By combining delta and varint encoding, csortedintencode
offers a compact and fast way to serialize sorted integer data for storage, transmission, or other applications where efficiency matters.
- Highly Efficient: Implemented in Cython for near-C performance, significantly faster than pure Python alternatives.
- Space-Saving: Combines delta and varint encoding to minimize the byte representation of sorted integer lists.
- Arbitrary Length Integer Lists: Handles lists of integers of any size, limited only by system memory.
- Handles Integers > 256: Supports integers beyond the single-byte range, encoding them appropriately using varint.
- Simple API: Easy-to-use functions for both encoding and decoding.
- MIT Licensed: Openly licensed for free use in your projects.
You can install csortedintencode
using pip:
pip install csortedintencode
Here's a quick example of how to use the library to encode and decode a sorted list of integers:
from csortedintencode import encode_sorted_integers, decode_sorted_integers
# Example sorted list of integers
sorted_numbers = [100, 101, 103, 105, 110, 250, 255, 1000, 1500]
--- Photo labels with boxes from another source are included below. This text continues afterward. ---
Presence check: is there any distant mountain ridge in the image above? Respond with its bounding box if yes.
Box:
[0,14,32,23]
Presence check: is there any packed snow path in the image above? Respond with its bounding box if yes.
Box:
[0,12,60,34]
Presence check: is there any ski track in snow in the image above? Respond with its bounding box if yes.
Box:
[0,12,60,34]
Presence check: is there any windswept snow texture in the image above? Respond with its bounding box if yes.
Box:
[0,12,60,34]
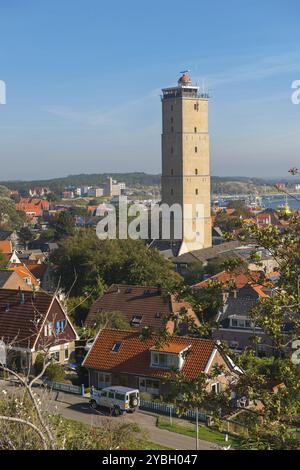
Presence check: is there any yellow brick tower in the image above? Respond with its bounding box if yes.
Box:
[162,72,212,255]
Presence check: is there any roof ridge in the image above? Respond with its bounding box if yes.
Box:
[100,328,217,344]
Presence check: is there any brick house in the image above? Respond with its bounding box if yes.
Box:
[83,329,241,396]
[0,269,32,291]
[85,284,200,334]
[0,289,78,369]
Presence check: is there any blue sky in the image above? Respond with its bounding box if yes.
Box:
[0,0,300,180]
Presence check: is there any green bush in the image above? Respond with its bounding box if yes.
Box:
[140,392,153,401]
[34,353,44,375]
[45,363,65,382]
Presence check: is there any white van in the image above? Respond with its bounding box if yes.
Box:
[90,386,140,416]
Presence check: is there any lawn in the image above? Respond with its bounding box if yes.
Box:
[156,417,239,448]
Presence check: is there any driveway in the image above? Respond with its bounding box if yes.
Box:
[0,381,217,450]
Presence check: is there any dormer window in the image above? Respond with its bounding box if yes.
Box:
[131,315,143,326]
[111,343,122,352]
[151,351,180,369]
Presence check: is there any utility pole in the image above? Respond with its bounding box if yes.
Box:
[196,406,199,450]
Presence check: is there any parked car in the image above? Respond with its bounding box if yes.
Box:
[90,386,140,416]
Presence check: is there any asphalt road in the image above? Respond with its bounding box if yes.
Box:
[0,381,217,450]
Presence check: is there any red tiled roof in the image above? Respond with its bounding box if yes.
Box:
[85,284,176,331]
[9,264,40,286]
[83,329,216,379]
[16,198,50,217]
[194,271,260,289]
[150,342,190,354]
[0,240,12,253]
[0,289,53,348]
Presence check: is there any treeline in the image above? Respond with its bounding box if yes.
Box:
[0,173,161,194]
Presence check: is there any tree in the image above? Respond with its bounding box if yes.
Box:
[0,197,26,230]
[18,227,34,248]
[50,230,182,296]
[0,250,7,269]
[0,186,10,198]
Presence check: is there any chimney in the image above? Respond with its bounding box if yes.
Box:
[19,287,25,305]
[32,285,36,302]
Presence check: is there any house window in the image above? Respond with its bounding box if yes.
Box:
[111,343,122,352]
[44,323,53,336]
[97,372,111,388]
[139,377,159,395]
[151,351,179,369]
[211,382,220,395]
[56,320,66,335]
[65,346,69,361]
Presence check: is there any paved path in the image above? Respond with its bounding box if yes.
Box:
[0,381,217,450]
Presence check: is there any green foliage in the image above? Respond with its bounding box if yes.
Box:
[34,353,45,375]
[0,250,7,269]
[0,393,159,450]
[18,227,34,247]
[50,230,181,296]
[184,261,204,286]
[0,186,10,198]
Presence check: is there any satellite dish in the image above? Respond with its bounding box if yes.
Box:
[0,340,6,366]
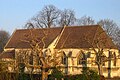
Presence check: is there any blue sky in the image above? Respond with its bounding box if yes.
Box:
[0,0,120,33]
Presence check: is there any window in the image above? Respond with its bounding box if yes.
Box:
[77,53,87,66]
[113,52,117,66]
[29,54,33,65]
[62,52,67,65]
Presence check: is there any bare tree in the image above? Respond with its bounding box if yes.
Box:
[25,5,60,28]
[77,16,95,25]
[98,19,120,47]
[98,19,118,37]
[84,28,112,75]
[59,9,76,26]
[17,29,62,80]
[0,30,10,52]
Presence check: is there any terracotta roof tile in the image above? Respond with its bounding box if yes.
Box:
[0,50,15,59]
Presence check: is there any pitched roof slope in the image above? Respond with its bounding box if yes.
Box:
[5,25,116,49]
[5,28,62,48]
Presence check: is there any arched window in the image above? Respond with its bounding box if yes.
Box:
[77,53,83,65]
[29,54,33,65]
[61,51,67,65]
[77,51,87,66]
[113,52,117,66]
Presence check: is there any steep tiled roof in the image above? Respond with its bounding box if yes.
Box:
[56,25,116,48]
[5,25,116,48]
[5,28,62,48]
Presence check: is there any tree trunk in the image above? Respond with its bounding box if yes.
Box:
[108,51,112,78]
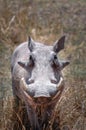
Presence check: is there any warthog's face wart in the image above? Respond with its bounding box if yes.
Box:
[18,36,69,102]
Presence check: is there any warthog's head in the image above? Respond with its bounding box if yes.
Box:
[18,36,69,103]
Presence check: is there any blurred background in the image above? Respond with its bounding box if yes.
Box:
[0,0,86,130]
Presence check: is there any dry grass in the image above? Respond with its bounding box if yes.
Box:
[0,0,86,130]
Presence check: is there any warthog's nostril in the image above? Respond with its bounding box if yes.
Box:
[51,79,57,84]
[27,79,34,84]
[34,97,51,104]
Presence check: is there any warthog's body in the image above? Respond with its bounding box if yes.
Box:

# Encode the list to bytes
encoded_bytes = encode_sorted_integers(sorted_numbers)
print(f"Encoded bytes: {encoded_bytes}")
print(f"Encoded bytes (hex): {encoded_bytes.hex()}")
# Decode the bytes back to a list of integers
decoded_numbers = decode_sorted_integers(encoded_bytes)
print(f"Decoded integers: {decoded_numbers}")
# Verify that the decoded list is the same as the original
assert decoded_numbers == sorted_numbers
print("Decoding successful!")
csortedintencode
is designed for speed. By leveraging Cython and optimized algorithms, it offers substantial performance gains compared to pure Python implementations for encoding and decoding sorted integer lists. The combination of delta and varint encoding also results in significant space savings, particularly for lists where consecutive numbers are close in value.
csortedintencode
is released under the MIT License. See the LICENSE file for details.